Mineral, filtered, clear.  
Light coming into the kitchen.  Nothing arranged, or I might not have chosen a plastic water bottle - fizzy, another moral compromise; I don't buy the still stuff but use the filter jug behind.  I liked its refractions anyway.

9 comments:

The Crow said...

Lucy, what is that object in the water jug? It looks like a sponge but, then, I don't have my glasses on.

Your lunch sounds great, by the way.

Zhoen said...

Fairies in the kitchen.

Anonymous said...

I appreciate how so much can be assumed from the actions of these two women. The description is so good.

Anonymous said...

How lush life seems, reading this. Wonderful writing, Lucy.

Fire Bird said...

yes, what is that thing in the water filter jug? I think we should be told...

Lucy said...

Thank you, lovely to see you and welcome Catherine.

The mystery object is the kitchen rock, a large granitey pebble, used to prop up the chopping boards, previously it used to hold open windows. It has featured before, in this post, and this photo.

The Crow said...

Hah! So I was viewing it through the water jug, not in it. Well, don't I feel silly. I didn't understand what I was looking at.

And this is why police take what witnesses say with a grain of salt until it can be proven or corroborated by other witnesses or by other evidence. We humans don't always 'see' what we think we do.

Cool!

Unknown said...

What a pleasing image, the ladies formally kissing as they converse.

I wonder if the the Cornish pasties are prepared using raw meat with the vegetables before baking. Some people, never Cornish people, cook the meat first.

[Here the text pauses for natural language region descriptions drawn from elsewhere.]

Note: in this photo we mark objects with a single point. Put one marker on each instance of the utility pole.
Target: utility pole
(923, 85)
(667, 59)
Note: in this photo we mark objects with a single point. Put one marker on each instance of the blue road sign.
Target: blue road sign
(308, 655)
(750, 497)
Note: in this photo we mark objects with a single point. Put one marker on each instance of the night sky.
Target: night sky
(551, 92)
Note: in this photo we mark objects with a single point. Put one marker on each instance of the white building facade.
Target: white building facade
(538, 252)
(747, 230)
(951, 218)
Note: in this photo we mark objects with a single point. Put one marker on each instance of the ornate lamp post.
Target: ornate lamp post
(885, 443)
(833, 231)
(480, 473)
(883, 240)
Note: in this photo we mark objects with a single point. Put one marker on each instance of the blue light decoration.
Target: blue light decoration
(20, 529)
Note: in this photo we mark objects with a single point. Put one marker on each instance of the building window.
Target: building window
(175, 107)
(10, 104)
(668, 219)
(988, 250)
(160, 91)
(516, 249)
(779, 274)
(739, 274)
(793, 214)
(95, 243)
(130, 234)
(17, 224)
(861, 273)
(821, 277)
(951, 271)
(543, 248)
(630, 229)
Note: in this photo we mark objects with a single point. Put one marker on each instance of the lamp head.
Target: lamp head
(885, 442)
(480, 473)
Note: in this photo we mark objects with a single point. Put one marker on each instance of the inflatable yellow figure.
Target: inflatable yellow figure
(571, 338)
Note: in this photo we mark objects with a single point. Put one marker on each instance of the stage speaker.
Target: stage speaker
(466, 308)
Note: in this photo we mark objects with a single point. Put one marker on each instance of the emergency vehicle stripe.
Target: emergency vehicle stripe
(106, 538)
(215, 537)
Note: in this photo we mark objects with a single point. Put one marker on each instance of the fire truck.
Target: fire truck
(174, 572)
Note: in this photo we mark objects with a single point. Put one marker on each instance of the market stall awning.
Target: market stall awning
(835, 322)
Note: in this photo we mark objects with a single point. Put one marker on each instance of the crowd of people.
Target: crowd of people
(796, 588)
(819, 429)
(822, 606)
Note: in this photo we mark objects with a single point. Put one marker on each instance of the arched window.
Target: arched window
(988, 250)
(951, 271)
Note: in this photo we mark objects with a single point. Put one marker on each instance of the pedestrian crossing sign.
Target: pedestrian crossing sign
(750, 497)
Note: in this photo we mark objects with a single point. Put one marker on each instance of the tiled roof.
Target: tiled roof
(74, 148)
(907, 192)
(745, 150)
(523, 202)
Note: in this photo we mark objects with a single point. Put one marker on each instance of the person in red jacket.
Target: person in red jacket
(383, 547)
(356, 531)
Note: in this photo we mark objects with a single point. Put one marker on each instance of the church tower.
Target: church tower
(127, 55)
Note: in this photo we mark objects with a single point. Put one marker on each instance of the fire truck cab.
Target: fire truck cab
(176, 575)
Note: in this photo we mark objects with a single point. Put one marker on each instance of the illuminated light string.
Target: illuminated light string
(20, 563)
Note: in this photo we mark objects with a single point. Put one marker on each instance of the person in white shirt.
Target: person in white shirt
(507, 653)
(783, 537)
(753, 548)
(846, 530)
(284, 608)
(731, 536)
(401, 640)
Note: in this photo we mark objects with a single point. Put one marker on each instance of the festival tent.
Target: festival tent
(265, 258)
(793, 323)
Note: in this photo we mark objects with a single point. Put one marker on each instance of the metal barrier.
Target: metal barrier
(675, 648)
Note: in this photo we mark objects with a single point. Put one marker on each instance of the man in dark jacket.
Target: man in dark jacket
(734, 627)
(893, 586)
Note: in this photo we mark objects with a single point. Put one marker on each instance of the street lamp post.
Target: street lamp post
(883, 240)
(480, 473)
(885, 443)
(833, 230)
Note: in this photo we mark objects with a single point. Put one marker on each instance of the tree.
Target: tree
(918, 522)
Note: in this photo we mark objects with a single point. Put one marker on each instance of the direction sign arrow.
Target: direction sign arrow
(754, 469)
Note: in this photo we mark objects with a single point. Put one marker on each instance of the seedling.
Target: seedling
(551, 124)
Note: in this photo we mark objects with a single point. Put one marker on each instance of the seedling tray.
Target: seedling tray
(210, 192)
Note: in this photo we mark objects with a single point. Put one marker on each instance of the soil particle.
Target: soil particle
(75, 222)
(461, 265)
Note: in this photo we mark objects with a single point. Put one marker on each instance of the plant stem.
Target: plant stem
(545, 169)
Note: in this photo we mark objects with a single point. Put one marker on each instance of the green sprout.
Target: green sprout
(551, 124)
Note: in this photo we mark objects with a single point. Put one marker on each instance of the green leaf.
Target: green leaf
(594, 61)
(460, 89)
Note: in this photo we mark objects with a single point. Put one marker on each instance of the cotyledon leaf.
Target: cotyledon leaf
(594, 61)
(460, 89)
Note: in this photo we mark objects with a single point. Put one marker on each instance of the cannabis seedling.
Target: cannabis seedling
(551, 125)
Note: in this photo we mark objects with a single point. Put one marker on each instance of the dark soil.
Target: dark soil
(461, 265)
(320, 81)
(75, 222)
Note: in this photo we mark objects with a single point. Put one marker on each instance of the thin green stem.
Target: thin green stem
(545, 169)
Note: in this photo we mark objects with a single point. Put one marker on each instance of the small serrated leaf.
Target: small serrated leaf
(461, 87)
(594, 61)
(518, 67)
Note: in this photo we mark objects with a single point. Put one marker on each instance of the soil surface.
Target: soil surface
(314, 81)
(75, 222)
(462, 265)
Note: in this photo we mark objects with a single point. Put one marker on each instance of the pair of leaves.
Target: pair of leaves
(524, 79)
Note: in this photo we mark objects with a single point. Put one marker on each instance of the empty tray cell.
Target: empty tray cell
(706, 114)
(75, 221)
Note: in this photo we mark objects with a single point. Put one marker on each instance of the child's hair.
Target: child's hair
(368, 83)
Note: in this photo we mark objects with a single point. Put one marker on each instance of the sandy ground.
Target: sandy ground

Raw meat and raw vegetable should go into the pasty before baking. As the pasty cooks, it generates its own gravy.

Lucy said...

Crow - well, it just goes to show... :~)

Plutarch - the meat is in ample sufficiency, and very tender and flavourful, and there is not too much turnip! I always rather hankered to make a real steak and kidney pudding or pie in the way you describe, but sadly no one round here likes S & K enough to make it worth my while.

The pasty people do other flavours, like chicken and ham and lamb and something and pork and apple, which are all OK, but I like a classic pasty myself. There was quite a discussion going over at Avus' place with out friend BB about the pros and cons of the pasty. Also another at an expat blog I don't normally frequent where Brits in France who seek out the foods of home were being castigated for so doing, hence my reference. I could see both sides to a point. I rather reckon the curiosity and easy traffic between the western Celtic fringes make a Breton-Cornish alliance in a market place in the Penthievre culturally enriching rather than anything else. They certainly seem to do very well, and not everyone queuing there is British.